AI opens new room for the US battery storage sector, but grid and supply chain bottlenecks remain major constraints
📌 Rising electricity demand from AI data centers is pushing the US battery storage sector into a new growth cycle, as batteries can help stabilize loads, reduce consumption spikes and support backup power for systems that need continuous operation.
💡 According to data cited by Reuters, electricity use from data centers could rise from around 4% of total US power demand today to 9-17% by 2030. This creates significant pressure on an aging grid, while also opening opportunities for energy storage companies.
🔎 The US added a record 57.6 GWh of battery storage in 2025, bringing total capacity to 166.1 GWh. By 2030, annual additions could reach around 110 GWh, with data centers becoming one of the key sources of demand.

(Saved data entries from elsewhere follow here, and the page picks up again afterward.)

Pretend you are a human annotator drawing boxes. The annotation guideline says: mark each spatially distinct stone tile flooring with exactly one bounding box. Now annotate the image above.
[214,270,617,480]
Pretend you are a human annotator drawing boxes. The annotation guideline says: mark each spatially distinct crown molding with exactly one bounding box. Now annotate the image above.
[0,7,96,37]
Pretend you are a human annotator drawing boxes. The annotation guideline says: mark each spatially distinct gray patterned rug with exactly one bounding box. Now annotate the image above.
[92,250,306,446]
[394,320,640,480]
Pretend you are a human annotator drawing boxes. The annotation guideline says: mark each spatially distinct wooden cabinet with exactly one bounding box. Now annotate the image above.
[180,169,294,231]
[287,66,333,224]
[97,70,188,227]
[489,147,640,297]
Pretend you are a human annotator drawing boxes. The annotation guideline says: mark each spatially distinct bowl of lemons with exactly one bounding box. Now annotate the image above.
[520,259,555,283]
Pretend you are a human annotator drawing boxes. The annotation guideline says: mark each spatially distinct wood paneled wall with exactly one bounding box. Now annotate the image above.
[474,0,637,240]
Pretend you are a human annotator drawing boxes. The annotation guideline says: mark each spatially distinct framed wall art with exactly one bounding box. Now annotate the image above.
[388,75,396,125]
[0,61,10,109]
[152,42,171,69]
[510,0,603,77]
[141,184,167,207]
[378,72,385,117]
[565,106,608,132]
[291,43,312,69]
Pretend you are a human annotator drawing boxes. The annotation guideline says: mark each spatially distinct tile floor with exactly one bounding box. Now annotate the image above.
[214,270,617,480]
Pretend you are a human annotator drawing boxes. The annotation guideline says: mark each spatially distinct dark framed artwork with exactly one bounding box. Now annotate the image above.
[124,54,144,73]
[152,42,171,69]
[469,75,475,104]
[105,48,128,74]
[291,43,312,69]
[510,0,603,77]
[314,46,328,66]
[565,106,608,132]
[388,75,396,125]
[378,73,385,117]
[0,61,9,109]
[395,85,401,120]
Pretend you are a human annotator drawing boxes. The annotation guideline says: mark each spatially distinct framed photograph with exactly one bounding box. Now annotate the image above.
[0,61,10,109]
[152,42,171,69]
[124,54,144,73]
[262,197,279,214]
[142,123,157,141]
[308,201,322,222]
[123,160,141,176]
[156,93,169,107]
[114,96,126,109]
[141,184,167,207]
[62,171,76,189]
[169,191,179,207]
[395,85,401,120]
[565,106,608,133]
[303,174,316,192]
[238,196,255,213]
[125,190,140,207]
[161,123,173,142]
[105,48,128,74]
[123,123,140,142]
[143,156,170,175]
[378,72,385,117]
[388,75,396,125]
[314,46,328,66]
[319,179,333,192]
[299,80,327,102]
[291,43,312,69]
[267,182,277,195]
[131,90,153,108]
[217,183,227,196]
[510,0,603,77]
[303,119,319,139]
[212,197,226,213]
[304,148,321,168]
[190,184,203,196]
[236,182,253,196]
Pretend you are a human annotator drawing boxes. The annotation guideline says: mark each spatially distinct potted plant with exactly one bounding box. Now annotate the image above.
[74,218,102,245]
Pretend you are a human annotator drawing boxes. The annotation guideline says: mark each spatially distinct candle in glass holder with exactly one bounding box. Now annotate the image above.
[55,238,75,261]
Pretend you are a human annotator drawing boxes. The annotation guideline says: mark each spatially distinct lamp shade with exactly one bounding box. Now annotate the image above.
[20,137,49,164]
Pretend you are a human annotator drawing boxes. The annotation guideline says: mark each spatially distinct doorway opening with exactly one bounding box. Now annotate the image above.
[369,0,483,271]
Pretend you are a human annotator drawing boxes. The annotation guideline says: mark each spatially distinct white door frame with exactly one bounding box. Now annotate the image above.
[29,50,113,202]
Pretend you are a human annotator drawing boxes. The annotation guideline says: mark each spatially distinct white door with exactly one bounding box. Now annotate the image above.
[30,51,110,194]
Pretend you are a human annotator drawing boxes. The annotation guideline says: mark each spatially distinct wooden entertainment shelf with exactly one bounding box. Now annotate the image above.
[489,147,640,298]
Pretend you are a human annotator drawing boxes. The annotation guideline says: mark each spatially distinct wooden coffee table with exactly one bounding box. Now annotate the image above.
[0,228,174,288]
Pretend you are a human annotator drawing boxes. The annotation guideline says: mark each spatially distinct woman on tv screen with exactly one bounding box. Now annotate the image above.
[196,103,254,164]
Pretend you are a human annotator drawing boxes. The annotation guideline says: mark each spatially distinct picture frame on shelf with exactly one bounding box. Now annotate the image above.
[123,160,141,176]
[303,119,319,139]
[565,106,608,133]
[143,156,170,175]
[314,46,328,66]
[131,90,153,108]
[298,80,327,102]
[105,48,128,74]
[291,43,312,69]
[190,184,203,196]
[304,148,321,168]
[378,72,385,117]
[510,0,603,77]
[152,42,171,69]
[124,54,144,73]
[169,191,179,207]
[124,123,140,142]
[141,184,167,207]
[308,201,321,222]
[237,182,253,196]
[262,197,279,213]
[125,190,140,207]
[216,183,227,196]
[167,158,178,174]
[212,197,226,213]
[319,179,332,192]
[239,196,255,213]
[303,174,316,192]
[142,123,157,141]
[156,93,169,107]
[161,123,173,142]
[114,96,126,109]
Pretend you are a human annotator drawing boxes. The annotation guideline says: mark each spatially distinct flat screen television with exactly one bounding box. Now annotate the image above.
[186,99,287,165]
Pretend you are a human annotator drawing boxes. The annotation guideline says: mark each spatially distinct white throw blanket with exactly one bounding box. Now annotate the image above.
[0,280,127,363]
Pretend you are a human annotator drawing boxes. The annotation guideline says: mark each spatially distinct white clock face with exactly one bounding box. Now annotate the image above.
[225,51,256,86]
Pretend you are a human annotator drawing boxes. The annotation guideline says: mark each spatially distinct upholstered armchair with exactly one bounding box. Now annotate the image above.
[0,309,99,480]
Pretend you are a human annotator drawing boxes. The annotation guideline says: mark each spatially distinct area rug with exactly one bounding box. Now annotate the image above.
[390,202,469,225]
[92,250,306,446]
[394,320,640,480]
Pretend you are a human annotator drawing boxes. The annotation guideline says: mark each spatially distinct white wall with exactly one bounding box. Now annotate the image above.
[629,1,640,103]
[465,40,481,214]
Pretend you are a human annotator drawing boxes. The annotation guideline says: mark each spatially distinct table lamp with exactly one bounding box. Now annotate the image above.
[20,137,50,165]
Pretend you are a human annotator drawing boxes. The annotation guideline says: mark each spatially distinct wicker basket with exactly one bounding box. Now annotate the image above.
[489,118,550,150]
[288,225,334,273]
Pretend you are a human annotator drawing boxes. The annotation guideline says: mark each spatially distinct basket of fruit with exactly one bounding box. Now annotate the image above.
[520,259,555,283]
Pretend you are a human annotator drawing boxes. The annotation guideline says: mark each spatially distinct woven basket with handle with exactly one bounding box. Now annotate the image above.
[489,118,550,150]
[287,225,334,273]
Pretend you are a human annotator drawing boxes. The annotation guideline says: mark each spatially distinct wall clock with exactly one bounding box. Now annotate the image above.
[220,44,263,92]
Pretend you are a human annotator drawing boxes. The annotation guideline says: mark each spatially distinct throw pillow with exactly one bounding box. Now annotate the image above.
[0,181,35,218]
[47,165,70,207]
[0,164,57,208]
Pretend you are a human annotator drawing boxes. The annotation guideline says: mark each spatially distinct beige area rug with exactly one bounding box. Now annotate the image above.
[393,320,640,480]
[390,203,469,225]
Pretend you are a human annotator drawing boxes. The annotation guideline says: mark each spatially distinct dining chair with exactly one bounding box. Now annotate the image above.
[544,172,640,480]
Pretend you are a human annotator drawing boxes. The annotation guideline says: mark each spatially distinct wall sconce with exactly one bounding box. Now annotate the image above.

⚡ Fluence currently has more than 30 GWh of data center-related projects globally, mostly in the US, while Tesla has also recorded meaningful revenue from energy storage systems supplied to xAI. This shows that AI demand is not only a computing story, but is also spreading into energy infrastructure.
⚠️ However, the biggest bottlenecks remain grid interconnection queues that can last 3-7 years and an LFP battery supply chain still heavily dependent on China. US tax credit rules requiring non-China sourcing make the localization process even harder to accelerate in the short term.
✅ Overall, this is a positive signal for the battery storage sector and companies with US-based manufacturing capacity, but it is not yet an immediate breakout story. The upside will depend heavily on grid connection reform, non-China material supply and the real deployment pace of AI-related projects.